The results of the analysis were submitted to NERC for inclusion in its 2018 long-term reliability assessment.
Phase II of the project is considering potential changes to make the interconnection frequency response obligation (IFRO) calculations and associated allocations more reflective of current conditions, considering load response and the generation mix.
The standard authorization request also requires the team to ensure that overperformance by one entity does not negatively impact the evaluation of performance by another and that measurements of primary frequency response are considered in addition to secondary frequency response.
“I think we’ve got a fairly balanced industry [view]” on the standard, said SDT Chair David Lemmons, of EthosEnergy. “Some people think things need to change. Some people are happy with where it is.”
The SDT asked commenters to address the fact that load and generation data from Form 714 is two years old by the time it is applied to actual operations under the standard. In the interim, balancing authority (BA) footprints can change.
Rich Hydzik of Avista said Form 714 was adequate for use under the standard and expressed concern that more current data might be “less robust.”
“I don’t think we want perfection to be the enemy of good here,” he said. “What we’re looking for is a fair allocation on the interconnection and the BAs.”
Greg Park of Northwest Power Pool and SPP’s Daniel Baker noted Form 714 also does not include data from Mexico or Canada.
“I think  does an adequate job … 99% adequate,” Park said. “But that 1% is administratively burdensome.”
Hydzik suggested later the data source could be dictated by the “fundamental question” of whether it is generators alone that are responsible for meeting the frequency response requirement (FRR).

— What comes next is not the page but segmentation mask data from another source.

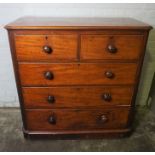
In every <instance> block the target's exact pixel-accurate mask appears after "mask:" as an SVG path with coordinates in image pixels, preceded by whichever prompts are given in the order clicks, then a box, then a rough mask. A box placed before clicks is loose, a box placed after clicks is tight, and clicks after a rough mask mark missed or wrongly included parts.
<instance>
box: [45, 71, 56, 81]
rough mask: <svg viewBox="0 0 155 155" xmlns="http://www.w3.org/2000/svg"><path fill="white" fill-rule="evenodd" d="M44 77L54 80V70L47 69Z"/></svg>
mask: <svg viewBox="0 0 155 155" xmlns="http://www.w3.org/2000/svg"><path fill="white" fill-rule="evenodd" d="M44 77H45V78H46V79H47V80H52V79H53V78H54V75H53V73H52V72H50V71H47V72H45V74H44Z"/></svg>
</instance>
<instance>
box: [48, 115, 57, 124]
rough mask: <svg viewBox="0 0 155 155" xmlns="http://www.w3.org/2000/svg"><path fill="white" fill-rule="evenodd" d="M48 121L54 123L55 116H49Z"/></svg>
mask: <svg viewBox="0 0 155 155" xmlns="http://www.w3.org/2000/svg"><path fill="white" fill-rule="evenodd" d="M48 122H49V123H50V124H56V118H55V116H54V115H52V116H50V117H49V118H48Z"/></svg>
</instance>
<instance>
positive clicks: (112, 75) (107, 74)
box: [105, 71, 114, 79]
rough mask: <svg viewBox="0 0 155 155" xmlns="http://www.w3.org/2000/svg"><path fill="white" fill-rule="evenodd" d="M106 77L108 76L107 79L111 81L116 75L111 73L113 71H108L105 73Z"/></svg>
mask: <svg viewBox="0 0 155 155" xmlns="http://www.w3.org/2000/svg"><path fill="white" fill-rule="evenodd" d="M105 76H106V77H107V78H109V79H111V78H113V77H114V73H113V72H111V71H106V72H105Z"/></svg>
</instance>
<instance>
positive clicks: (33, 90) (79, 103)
mask: <svg viewBox="0 0 155 155" xmlns="http://www.w3.org/2000/svg"><path fill="white" fill-rule="evenodd" d="M22 90H23V97H24V107H25V108H64V107H71V108H75V107H77V108H78V107H96V106H100V107H101V106H109V105H130V104H131V99H132V94H133V87H130V86H125V87H120V86H115V87H114V86H109V87H108V86H107V87H106V86H104V87H102V86H97V87H94V86H92V87H82V86H81V87H80V86H77V87H49V88H47V87H46V88H44V87H39V88H38V87H34V88H33V87H30V88H29V87H23V88H22Z"/></svg>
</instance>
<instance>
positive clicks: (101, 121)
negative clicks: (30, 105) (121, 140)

He noted load reductions don’t provide much frequency response “unless generally you’re paying for load to drop.”
Including load strengthens the case for retaining Form 714, which includes load and generation data, he said.
“If you’re going to make the leap that energy-producing resources actually provide your FRR … then we kind of move into the situation where we look at generation-only numbers and … allocate that way. It starts to look a little bit like [Texas Reliability Entity] at that point. … They have shown us what it looks like to go with the generation approach.”